Batch Scraping & Rate Limiting

Batch Scraping

Use batch_scrape() to scrape many URLs with automatic concurrency and rate control:

import asyncio
from intelliscraper import AsyncScraper, ScrapStatus

async def main():
    async with AsyncScraper(
        max_concurrent_pages=4,
        max_requests_per_minute=900,  # 15 requests/sec
    ) as scraper:
        urls = [f"https://example.com/page/{i}" for i in range(100)]
        results = await scraper.batch_scrape(urls)

        for result in results:
            print(
                f"{result.scrape_request.url} → "
                f"{result.status.value} "
                f"(HTTP {result.http_status_code}, "
                f"{result.elapsed_time:.2f}s)"
            )

asyncio.run(main())

How It Works

  1. batch_scrape(urls) creates async tasks for all URLs.

  2. The page-pool semaphore limits concurrency to max_concurrent_pages.

  3. The rate limiter enforces max_requests_per_minute across all pages combined.

  4. Results are returned in the same order as the input URLs.

Rate Limiting

The rate limiter uses a token-bucket algorithm shared across all concurrent pages.

Important

The rate limit is global — with max_concurrent_pages=4 and max_requests_per_minute=900 (15/sec), all 4 pages share the same 15/sec budget, not 15/sec each.

Configuration

Parameter

Default

Description

max_requests_per_minute

None (no limit)

Requests per minute across all pages

Examples

# No rate limiting (default)
AsyncScraper()

# 15 requests per second (across all pages)
AsyncScraper(max_requests_per_minute=900)

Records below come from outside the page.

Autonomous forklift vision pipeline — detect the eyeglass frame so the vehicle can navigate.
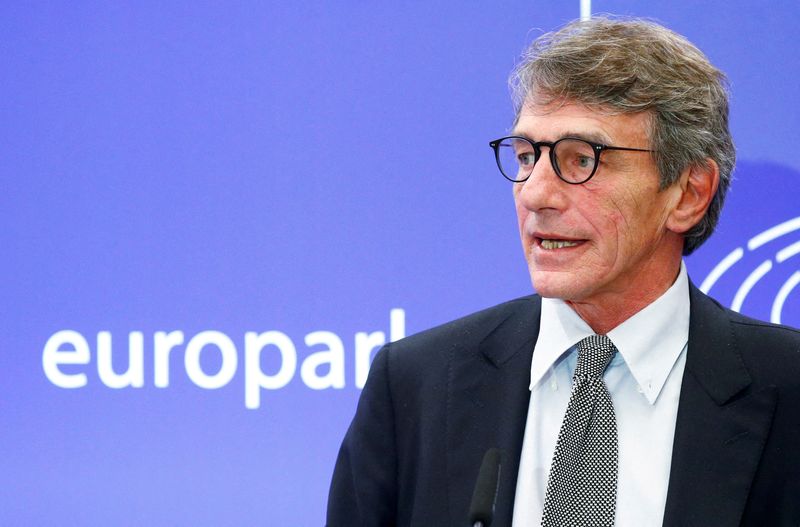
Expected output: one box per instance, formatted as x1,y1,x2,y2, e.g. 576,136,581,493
489,135,655,185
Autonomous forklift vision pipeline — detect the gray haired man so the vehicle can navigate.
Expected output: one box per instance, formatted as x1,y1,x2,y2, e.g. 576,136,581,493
328,18,800,527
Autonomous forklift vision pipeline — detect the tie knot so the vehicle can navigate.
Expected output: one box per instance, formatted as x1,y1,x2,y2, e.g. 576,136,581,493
575,335,617,379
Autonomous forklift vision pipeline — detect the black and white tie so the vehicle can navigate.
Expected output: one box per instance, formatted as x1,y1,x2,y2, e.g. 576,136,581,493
542,335,617,527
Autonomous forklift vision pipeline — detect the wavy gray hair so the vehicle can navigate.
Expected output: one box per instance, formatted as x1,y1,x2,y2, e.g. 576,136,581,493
509,17,736,255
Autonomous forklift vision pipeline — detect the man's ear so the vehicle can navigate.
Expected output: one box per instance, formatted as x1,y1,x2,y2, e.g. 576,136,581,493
667,158,719,233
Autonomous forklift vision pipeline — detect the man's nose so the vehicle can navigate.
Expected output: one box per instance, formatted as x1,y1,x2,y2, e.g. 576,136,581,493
517,152,568,211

# 1 request per second (conservative, for protected sites)
AsyncScraper(max_requests_per_minute=60)

# 1 request every 4 seconds (very conservative)
AsyncScraper(max_requests_per_minute=15)

Logging

The rate limiter logs when it throttles:

DEBUG:intelliscraper.rate_limiter:Rate limiter: waiting 0.07s before next request (900 rpm limit)

Enable debug logging to see rate limiter activity:

import logging
logging.basicConfig(level=logging.DEBUG)

Combining with Single Scrapes

You can mix batch_scrape() and scrape() in the same session they share the same rate limiter:

async with AsyncScraper(max_requests_per_minute=900) as scraper:
    # Batch scrape 100 URLs
    results = await scraper.batch_scrape(urls[:100])

    # Then do a targeted single scrape
    detail = await scraper.scrape("https://example.com/detail/123")